Insisting that the entire board resign so that Olympus could start anew (as was the case with Nomura Securities around 1997), is also the better alternative from Japan's standpoint. Such corporate malfeasance, and the reaction of large domestic shareholders as well as regulators to it, is having a visible negative impact on the health of Japan's capital markets. The Livedoor scandal in 2006 was the trigger for a large exodus of individual investors and foreign investors from small cap stocks that the JASDAQ and Mothers markets in Japan have yet to recover from.
The points that Mr. Woodford makes about board responsibility and director independence reflect the views of the Asian Corporate Governance Association and other major non-Japanese institutional investors. Increasingly, these investors are coming around to the view that they need only invest in those listed Japanese companies that have global standard corporate governance.
10 years ago, it made no difference what foreign investors thought, but foreign ownership of Japanese equities now at 27% (the largest single owner group) and accounting for 60%~70% of TSE trading volume, and foreign investors are now key to the health of Japan's capital markets. On the other hand, domestic institutional investors, the so-called friendly shareholders that Japanese companies have depended upon, have become structural net sellers of Japanese equities, meaning that the once-over-easy-and-sweep-it-under-the-rug response to such cases in the interest of avoiding public embarrasment is becoming detrimental not only to Japan's international reputation, but to the health of its capital markets as well as its pension system and financial institutions.
Mulboyne wrote:I don't know the answer to that but I would doubt he did.
legion wrote:Easy to be wise in retrospect but perhaps he would have solved the issue more effectively if he'd sounded out his major shareholders first and worked out an objective, strategy and some tactics with them.
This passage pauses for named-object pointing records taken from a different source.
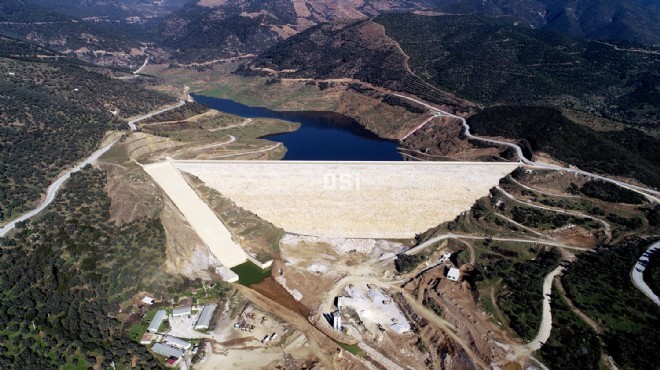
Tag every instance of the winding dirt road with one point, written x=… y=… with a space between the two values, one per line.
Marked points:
x=648 y=193
x=57 y=184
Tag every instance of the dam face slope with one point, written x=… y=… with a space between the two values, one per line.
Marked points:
x=202 y=219
x=351 y=199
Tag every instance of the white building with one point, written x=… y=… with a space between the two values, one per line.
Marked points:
x=336 y=321
x=454 y=274
x=204 y=321
x=182 y=311
x=156 y=321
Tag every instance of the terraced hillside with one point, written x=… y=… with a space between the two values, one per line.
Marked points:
x=478 y=59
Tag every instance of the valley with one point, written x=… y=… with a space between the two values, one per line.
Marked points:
x=326 y=185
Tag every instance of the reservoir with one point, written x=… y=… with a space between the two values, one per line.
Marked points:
x=323 y=136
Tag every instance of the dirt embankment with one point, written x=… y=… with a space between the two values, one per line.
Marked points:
x=134 y=196
x=441 y=139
He kind of reminds me of Gordon Brown announcing he was going to sell the UK's gold bullion and thus losing the advantage of surprise.
They could have probably engineered easing off the board members one by one, then making an announcement that they had found accounting "mistakes" and were rectifying them, coming out of it looking honest as a company as a whole.
Mike Oxlong wrote:Is it possible that, though he may not have been CEO material, he was brought in as a patsy, and managed to (perhaps inadventently) turn the tables on those who set him up to fail?
damn name wrote:Looking through the lens of the retrospectoscope, quietly going to the authorities through a proxy, while building an alliance of influential board members and major stockholders might have been a strategy that worked.